Na vinha, de resto tal como na adega, Nikolaihof confia nas virtudes de uma intervenção minimalista, ou, sempre que pode, da não intervenção quase absoluta. Os vários vinhos da casa, sempre brancos, anunciam-se puros e cristalinos, incrivelmente minerais, muito ligeiramente oxidativos, numa lógica que é em tudo... ilógica! Segundo as práticas correntes da ciência nada nesta adega deveria funcionar e a tragédia deveria andar par a par com cada operação, numa calamidade anunciada. O resultado, porém, é o oposto do vaticínio e simplesmente espantoso. Ao contrário do que a razão faria supor, os vinhos envelhecem incrivelmente bem!

Ainda me recordo quando um dia, numa feira em Viena, Christine Saahs, a guardiã da casa, me convidou a provar uma garrafa do seu Riesling... de rótulo tapado. Encontrei um vinho maravilhoso, repleto de carácter, intenso mas educado, mineral até à exaustão, frutado, floral, repleto de cera, limão, alperce e acácia, límpido e eléctrico, tenso e fresquíssimo como poucos conseguem ser. Quando Christine Saahs me interrogou sobre a data de colheita fiquei sem saber o que dizer. Todos os indícios apontavam para um vinho ainda rapazote, embora as entrelinhas insinuassem uma idade já mais adolescente. Arrisquei indicar uma data perto do início do milénio, assumindo já algum excesso de zelo, refugiando-me numa margem de erro que considerei confortável. Fiquei atónito quando Christine Saahs me mostrou o rótulo e descobri gravado no papel o ano 1990!

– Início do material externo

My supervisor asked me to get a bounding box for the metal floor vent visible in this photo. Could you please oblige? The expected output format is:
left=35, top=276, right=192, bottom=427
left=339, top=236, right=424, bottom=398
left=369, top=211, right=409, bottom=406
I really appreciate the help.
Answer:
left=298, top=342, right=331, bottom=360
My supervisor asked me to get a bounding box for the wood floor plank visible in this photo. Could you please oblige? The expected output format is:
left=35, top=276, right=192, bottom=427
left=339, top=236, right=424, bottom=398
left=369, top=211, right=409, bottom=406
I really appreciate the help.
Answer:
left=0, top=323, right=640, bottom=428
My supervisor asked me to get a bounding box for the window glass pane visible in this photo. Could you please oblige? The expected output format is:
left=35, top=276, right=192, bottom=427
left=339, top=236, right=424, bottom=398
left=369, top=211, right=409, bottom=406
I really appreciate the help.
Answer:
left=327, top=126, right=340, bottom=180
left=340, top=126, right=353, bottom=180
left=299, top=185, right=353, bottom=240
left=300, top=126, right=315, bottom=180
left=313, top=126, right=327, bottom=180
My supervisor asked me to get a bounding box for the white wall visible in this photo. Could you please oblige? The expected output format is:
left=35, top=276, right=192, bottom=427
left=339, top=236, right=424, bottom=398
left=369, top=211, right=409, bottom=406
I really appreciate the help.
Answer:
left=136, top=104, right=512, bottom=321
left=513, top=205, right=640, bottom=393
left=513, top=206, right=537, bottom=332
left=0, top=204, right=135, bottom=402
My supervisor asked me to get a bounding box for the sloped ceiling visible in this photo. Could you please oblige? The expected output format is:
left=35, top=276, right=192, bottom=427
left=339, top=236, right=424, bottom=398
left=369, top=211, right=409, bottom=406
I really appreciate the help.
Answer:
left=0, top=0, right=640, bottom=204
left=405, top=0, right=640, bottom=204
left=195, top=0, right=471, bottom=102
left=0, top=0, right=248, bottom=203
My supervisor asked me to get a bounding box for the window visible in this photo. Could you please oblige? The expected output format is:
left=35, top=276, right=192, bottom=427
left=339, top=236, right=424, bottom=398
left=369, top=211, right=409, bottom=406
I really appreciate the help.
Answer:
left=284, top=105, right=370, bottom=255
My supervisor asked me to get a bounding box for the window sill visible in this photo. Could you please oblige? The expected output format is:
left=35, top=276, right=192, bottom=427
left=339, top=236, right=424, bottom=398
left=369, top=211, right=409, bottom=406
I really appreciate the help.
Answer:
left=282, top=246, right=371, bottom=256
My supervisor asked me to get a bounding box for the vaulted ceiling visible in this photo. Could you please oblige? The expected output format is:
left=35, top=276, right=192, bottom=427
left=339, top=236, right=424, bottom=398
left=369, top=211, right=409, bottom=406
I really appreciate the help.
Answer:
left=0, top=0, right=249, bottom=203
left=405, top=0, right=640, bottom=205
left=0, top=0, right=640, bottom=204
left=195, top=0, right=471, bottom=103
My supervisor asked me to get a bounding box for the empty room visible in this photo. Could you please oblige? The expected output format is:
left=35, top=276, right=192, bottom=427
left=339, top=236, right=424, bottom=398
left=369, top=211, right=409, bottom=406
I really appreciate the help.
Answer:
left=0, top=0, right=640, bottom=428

Sim, tinha acabado de errar a data de nascimento do vinho por uma década inteira, e o Riesling límpido, transparente e severo que estava no copo... tinha vinte anos de idade. Cruel e entusiasmante, sobretudo quando me inteirei que este Nikolaihof Riesling Vinothek 1990 envelheceu durante 166 meses em madeira, catorze anos em cascos antigos de madeira avinhada, tonéis com quase duzentos anos de vida! Candidamente, Christine Saahs acrescentou que não tinham adicionado qualquer sulfuroso, qualquer conservante, por mais natural que fosse... e que a única terapia durante estes catorze anos de vida em casco, antes do engarrafamento, consistiram numa limpeza trimestral dos cascos, uma simples limpeza externa polindo os cascos com um pano seco. Tudo isto numa adega que se situa a poucos metros do leito do rio Danúbio, enterrada quase quatro metros abaixo da linha de água do rio, num local húmido e tendencialmente bafio!

Que distância para os princípios da enologia moderna!